Dust jacket condition is impressive. Minor loss is confined to the spine ends and corners, to a maximum depth of just over 1 cm at the upper spine (not affecting the title print) and the upper front flap fold, with a 3cm closed tear at the lower rear hinge and a miniscule hole along the front hinge beside the printed price on the spine. The spine shows light staining (to the lower spine), though no appreciable toning. The jacket is protected beneath a removable, archival quality clear cover.

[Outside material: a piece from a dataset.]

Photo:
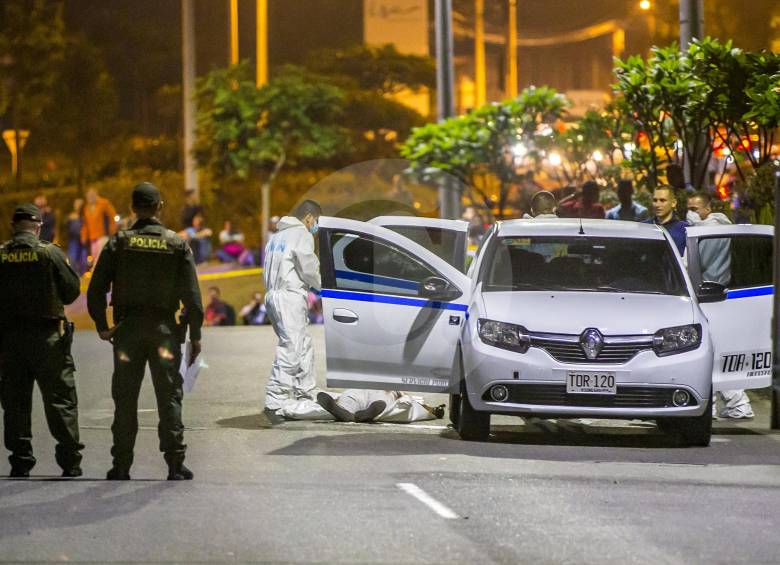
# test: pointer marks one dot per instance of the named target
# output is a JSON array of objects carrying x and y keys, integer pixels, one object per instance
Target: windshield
[{"x": 582, "y": 263}]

Iconic American poet Robert Lee Frost (1874-1963), the quintessential poetic voice of New England, was actually born in San Francisco and first published in England. When Frost was eleven, his newly widowed mother moved east to Salem, New Hampshire, to resume a teaching career. There Frost swiftly found his poetic voice, infused by New England scenes and sensibilities. Promising as both a student and writer, Frost nonetheless dropped out of both Dartmouth and Harvard, supporting himself and a young family by teaching and farming. Ironically, it was a 1912 move to England with his wife and children – “the place to be poor and to write poems” – that finally catalyzed his recognition as a noteworthy American poet. The manuscript of A Boy’s Will was completed in England and accepted for publication by David Nutt on 1 April 1913. A convocation of critical recognition, introduction to other writers, and creative energy supported the English publication of Frost’s second book, North of Boston, in 1914, after which “Frost’s reputation as a leading poet had been firmly established in England, and Henry Holt of New York had agreed to publish his books in America.”

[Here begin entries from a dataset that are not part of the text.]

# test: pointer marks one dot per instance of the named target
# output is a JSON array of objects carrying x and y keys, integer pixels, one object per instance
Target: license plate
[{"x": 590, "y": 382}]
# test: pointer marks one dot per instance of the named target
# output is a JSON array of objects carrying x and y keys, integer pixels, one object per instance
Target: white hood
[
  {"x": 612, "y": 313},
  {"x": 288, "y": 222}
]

Holt’s U.S. publication of Frost’s third book in 1916, A Mountain Interval, would be Frost’s first book for which the U.S. edition preceded the British. Accolades met his return to America at the end of 1914 and by 1917 a move to Amherst “launched him on the twofold career he would lead for the rest of his life: teaching whatever “subjects” he pleased at a congenial college… and “barding around,” his term for “saying” poems in a conversational performance.” (ANB) By 1924 he had won the first of his eventual four Pulitzer Prizes for poetry (1931, 1937, and 1943). Frost spent the final decade and a half of his life as “the most highly esteemed American poet of the twentieth century” with a host of academic and civic honors to his credit. Two years before his death he became the first poet to read in the program of a U.S. Presidential inauguration (Kennedy, January 1961).